Here in California, it is a typical December-68 degrees under cloudless skies. I never tire of this, nor will I ever tire of the ability to purchase toilet paper, wine and ice cream at 10 o’clock on a Sunday night. I don’t tire of the customer service here either – there is no getting told off by bank tellers because you have too many questions, no getting yelled at that the supermarket is closed as you walk through 15 minutes before it actually does close, no failures to return from siesta–and of course no siesta in the middle of the afternoon to begin with–no asking for a restaurant check a second and third time before it finally is deposited, no getting hung up on by the telephone company…I could go on.
What I don’t miss–ever–are the endless hours spent isolated in the car, the daily driving to the market, bank, friends, dinner, coffee, shopping, beach, even the dog park requires a drive. I’m over it after the first day. I skip events, don’t visit friends in other cities, pass up anything that requires more than a 30 minute drive (and here, that accounts for quite a bit). I find myself constantly thinking that in Spain, I would be riding my bike, walking or taking public transportation to the same type of appointment and would likely run into someone I knew on the way back, come across some interesting event, parade or market, or at the very least see something interesting while riding the city bikes home.
I know it’s not a fair comparison – my home town is a small, agricultural community that cannot be compared to a city like Barcelona. And probably I’m reminded too much of my isolated childhood here, how when I was growing up in this town there wasn’t even a coffee shop where solitary people could gather in public. But there is now, so at 7:30 my first Saturday morning here, I drive my jet lagged body off to Starbucks for some palatable coffee. I don’t even like Starbucks, but it is better than the sickening, flavored swill that passes for coffee at my father’s house.
I’ll sit here awhile, watching one solitary aging white man after another order a small coffee and nothing else, carry it to an empty table to sit for awhile, contemplating the many ways his life could have been different…or, more likely, how many 2x4s he needs to get from Home Depot to finish the garage shelves. I’ll stare at everyone who comes in, and forget to smile when eye contact is made, becoming startled every time someone returns my gaze and then breaks into an automatic “Oops we made eye contact, it’s OK I’m harmless” smile. I’m not accustomed to doing this anymore, and I finally experience the awkwardness I heard Europeans talk about so many years ago regarding strangers smiling at you. I understand now that smiling connotes recognition, and that stranger smiling at you is not really a smile, it actually means something else. But Europeans don’t know this, so they call smiling at strangers disingenuous.

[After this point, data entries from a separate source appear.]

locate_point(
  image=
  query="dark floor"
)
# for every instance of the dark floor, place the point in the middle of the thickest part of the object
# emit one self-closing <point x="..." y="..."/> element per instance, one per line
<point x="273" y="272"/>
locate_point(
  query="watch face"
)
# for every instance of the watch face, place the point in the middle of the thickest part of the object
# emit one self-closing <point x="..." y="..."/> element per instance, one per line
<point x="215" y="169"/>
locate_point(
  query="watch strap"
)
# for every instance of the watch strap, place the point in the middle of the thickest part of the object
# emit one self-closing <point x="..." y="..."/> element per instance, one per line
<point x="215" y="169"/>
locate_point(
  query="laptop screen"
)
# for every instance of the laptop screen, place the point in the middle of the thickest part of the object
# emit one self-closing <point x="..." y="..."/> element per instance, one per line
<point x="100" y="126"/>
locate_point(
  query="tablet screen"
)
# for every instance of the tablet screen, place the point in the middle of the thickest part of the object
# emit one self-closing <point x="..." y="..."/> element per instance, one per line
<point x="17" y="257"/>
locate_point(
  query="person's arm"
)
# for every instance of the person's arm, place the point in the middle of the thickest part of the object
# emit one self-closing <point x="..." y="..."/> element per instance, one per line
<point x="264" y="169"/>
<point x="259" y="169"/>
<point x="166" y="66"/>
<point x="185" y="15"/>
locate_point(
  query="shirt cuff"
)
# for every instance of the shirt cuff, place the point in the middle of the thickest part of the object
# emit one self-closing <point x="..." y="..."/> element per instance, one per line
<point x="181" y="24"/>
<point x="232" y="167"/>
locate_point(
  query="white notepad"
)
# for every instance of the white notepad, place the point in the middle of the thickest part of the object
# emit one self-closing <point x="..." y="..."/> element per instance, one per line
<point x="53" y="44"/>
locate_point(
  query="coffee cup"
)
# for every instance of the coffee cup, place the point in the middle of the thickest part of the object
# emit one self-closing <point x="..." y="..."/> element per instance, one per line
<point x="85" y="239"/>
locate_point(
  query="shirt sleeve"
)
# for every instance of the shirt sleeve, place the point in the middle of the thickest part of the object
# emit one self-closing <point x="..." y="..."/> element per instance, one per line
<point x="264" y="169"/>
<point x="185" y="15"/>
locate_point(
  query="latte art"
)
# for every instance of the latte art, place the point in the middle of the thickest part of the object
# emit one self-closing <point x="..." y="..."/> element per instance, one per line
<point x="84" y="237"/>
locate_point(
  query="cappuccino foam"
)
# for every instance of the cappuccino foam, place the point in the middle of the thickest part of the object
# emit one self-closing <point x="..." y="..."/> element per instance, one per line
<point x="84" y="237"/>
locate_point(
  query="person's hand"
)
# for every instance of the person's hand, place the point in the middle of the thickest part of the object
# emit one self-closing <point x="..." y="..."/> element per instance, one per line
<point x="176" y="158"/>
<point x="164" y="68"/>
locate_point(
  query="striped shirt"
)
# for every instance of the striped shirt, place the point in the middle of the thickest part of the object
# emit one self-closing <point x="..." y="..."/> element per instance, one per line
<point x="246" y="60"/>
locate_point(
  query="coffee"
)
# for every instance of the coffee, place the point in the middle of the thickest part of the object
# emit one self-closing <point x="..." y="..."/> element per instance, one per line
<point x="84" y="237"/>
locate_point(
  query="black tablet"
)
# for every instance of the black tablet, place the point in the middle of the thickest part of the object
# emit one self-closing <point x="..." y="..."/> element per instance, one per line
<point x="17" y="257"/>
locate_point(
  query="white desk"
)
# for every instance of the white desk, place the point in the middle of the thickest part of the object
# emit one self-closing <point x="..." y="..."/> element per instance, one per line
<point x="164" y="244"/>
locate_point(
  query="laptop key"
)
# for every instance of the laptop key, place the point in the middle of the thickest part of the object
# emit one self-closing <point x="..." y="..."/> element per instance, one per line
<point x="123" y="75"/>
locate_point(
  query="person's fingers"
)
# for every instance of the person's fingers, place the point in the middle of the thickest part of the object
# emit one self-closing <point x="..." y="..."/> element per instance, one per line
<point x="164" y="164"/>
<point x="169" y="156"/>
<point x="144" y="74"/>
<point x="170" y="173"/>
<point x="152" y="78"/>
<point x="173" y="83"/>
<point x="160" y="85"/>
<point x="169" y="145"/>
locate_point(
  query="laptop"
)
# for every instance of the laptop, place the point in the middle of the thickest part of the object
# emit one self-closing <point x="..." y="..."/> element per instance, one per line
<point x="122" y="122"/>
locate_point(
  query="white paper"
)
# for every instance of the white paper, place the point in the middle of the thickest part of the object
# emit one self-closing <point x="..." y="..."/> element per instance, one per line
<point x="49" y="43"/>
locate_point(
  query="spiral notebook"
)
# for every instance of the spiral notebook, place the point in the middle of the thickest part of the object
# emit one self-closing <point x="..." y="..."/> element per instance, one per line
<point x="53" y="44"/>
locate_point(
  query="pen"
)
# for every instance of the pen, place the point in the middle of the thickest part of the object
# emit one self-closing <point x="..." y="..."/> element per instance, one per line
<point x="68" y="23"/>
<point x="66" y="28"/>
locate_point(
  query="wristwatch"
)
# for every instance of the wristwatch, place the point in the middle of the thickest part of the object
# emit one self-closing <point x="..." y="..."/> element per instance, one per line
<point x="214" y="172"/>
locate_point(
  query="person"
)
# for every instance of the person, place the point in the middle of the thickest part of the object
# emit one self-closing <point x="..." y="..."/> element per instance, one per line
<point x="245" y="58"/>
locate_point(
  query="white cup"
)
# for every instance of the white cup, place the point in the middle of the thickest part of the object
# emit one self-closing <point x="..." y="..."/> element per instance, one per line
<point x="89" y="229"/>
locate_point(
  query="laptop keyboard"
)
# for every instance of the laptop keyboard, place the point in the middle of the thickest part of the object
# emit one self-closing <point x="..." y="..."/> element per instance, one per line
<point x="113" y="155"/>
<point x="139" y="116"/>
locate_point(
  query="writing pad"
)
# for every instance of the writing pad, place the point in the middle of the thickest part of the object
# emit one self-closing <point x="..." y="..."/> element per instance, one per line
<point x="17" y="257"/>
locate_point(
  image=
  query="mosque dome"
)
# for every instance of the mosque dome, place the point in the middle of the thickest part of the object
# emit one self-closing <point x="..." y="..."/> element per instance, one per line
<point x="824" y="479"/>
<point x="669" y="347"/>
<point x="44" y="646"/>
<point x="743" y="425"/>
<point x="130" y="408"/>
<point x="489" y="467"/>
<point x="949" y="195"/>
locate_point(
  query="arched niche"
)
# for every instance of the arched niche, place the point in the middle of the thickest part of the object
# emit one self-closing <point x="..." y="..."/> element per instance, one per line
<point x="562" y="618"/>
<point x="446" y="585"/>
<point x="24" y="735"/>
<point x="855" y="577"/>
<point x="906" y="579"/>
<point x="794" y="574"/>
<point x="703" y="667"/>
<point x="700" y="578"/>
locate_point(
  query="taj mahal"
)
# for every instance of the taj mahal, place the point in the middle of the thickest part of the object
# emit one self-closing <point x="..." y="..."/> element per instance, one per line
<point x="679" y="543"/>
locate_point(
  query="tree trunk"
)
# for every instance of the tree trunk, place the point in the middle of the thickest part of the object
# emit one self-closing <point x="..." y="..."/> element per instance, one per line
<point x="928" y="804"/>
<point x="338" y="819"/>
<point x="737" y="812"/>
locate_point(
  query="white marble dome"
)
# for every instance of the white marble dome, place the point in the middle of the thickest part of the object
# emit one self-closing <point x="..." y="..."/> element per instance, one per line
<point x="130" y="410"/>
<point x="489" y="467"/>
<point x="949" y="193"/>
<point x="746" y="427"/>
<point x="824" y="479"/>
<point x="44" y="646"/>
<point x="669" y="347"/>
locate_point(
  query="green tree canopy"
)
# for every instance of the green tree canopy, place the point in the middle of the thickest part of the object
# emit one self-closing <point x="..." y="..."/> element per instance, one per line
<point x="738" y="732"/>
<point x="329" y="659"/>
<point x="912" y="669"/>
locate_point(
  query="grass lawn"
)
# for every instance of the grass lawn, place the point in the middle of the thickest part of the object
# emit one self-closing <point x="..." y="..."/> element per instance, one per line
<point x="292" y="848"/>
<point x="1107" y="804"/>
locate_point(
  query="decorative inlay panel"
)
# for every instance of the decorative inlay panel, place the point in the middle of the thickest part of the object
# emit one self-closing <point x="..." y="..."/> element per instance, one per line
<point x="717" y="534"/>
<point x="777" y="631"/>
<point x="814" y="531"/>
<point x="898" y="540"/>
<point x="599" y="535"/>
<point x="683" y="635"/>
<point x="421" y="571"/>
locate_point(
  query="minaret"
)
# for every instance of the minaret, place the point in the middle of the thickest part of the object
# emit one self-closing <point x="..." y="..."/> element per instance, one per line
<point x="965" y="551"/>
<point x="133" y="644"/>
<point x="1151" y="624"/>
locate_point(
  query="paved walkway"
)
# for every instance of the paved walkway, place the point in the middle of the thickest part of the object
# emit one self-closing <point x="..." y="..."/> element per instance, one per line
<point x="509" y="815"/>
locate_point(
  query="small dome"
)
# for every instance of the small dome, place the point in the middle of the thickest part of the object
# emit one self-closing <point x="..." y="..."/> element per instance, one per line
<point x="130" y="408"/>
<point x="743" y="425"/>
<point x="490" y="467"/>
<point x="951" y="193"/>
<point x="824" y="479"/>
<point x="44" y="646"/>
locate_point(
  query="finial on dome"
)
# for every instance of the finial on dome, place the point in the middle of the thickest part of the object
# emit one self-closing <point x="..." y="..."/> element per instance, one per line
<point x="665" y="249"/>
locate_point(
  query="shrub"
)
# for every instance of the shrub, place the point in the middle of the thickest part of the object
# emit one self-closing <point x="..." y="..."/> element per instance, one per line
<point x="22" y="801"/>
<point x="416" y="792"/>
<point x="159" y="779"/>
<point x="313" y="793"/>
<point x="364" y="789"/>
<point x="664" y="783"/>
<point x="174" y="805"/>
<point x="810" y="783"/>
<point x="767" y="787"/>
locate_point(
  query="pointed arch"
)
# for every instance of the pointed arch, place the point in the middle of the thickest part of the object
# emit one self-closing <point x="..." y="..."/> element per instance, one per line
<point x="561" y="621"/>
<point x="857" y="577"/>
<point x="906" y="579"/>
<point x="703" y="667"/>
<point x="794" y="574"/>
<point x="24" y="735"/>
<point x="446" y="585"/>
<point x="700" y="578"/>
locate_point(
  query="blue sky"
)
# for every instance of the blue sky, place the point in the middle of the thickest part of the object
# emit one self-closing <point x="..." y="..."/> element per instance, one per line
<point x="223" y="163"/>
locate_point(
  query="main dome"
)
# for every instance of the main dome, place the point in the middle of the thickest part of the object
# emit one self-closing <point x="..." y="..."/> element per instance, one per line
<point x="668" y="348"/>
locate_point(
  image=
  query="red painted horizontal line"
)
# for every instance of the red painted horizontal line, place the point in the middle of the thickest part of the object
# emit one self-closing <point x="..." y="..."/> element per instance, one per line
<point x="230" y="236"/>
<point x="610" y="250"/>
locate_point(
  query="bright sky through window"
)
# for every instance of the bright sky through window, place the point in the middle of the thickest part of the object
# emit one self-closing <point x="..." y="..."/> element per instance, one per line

I am between cultures, not fully a part of either my native culture nor the culture I live in overseas. But I do have a community of expats where I live, a community that understands me and the world as I know it, even better than my culture of origin. So when I return to the place I now call home, they will nod while I swoon over the BBQ and Mexican food eaten, the visits to the beach a week before Xmas, and the fistfuls of people I meet with their own reality show I’ve never heard of and will never see. I’ll recount friend’s auditions, interviews and/or fund searching for such reality shows. Then I’ll complain about the hours wasted in the car along with the other hours in the car avoided and how mini malls are destroying my state.
Later, back in Europe, I’ll walk my anonymous, reality TV show-free self into a coffee bar. There, I will stare at strangers as they come in, sit down, do their thing. And when I am caught looking at them, I won’t smile apologetically–and no one will care in the slightest.